My current research concentrates on probabilistic dialogue modelling and its applications to various language technology tasks. For my PhD, I developed a hybrid approach to (spoken) dialogue management which combines expert domain knowledge and statistical models into a unified framework. One offspring of my work was the release of the OpenDial toolkit for building robust and adaptive dialogue systems.
I am now focusing on the use of dialogue modelling for another application domain, namely statistical machine translation. In spite of great progress in recent years, machine translation remains poor at adapting translations to the relevant context. To translate a dialogue (for instance, film subtitles), current systems generally operate one utterance at a time and ignore the global coherence and structure of the conversation.
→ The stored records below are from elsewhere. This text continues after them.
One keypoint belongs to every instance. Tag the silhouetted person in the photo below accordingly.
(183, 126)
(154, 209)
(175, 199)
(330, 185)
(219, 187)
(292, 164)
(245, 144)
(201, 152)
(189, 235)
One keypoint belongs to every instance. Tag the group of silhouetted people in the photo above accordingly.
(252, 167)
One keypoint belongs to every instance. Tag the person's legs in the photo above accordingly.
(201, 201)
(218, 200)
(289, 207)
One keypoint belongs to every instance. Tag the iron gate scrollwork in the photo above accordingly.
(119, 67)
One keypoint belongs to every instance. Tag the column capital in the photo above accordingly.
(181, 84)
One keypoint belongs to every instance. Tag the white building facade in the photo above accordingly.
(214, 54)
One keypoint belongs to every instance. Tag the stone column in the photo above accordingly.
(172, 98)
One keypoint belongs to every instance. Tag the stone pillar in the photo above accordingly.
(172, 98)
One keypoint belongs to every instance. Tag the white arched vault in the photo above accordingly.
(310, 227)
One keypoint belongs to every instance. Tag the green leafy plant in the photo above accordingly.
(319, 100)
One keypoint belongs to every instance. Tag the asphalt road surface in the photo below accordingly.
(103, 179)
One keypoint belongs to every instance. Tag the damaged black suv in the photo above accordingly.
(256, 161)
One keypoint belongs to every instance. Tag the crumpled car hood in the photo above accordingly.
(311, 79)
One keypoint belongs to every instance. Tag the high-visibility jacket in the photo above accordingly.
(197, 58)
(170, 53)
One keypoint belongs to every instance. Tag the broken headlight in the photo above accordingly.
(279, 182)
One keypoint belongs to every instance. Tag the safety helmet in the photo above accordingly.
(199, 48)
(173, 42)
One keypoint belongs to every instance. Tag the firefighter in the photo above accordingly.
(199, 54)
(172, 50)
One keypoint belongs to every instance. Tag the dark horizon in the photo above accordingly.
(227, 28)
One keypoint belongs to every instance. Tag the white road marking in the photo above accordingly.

The goal of this research is to enhance the contextual awareness of translation systems by incorporating dialogue-level features into the statistical translation models and exploiting them to dynamically modulate the translation outputs.
Jörg Tiedemann and I just released a new major release of the OpenSubtitles collection of parallel corpora. The release is compiled from a large database of movie and TV subtitles and includes 2.6 billion sentences across 60 languages! This makes it the world’s largest collection of parallel corpora freely available. See our paper at LREC for more details on the corpus.
My article “A hybrid approach to dialogue management based on probabilistic rules” will soon appear in Computer Speech & Language (see the “Publications” section). The article is essentially a summary of my PhD work and describes the formalisation of probabilistic rules, the statistical estimation of unknown parameters, and the empirical evaluation of the framework in a human-robot interaction domain.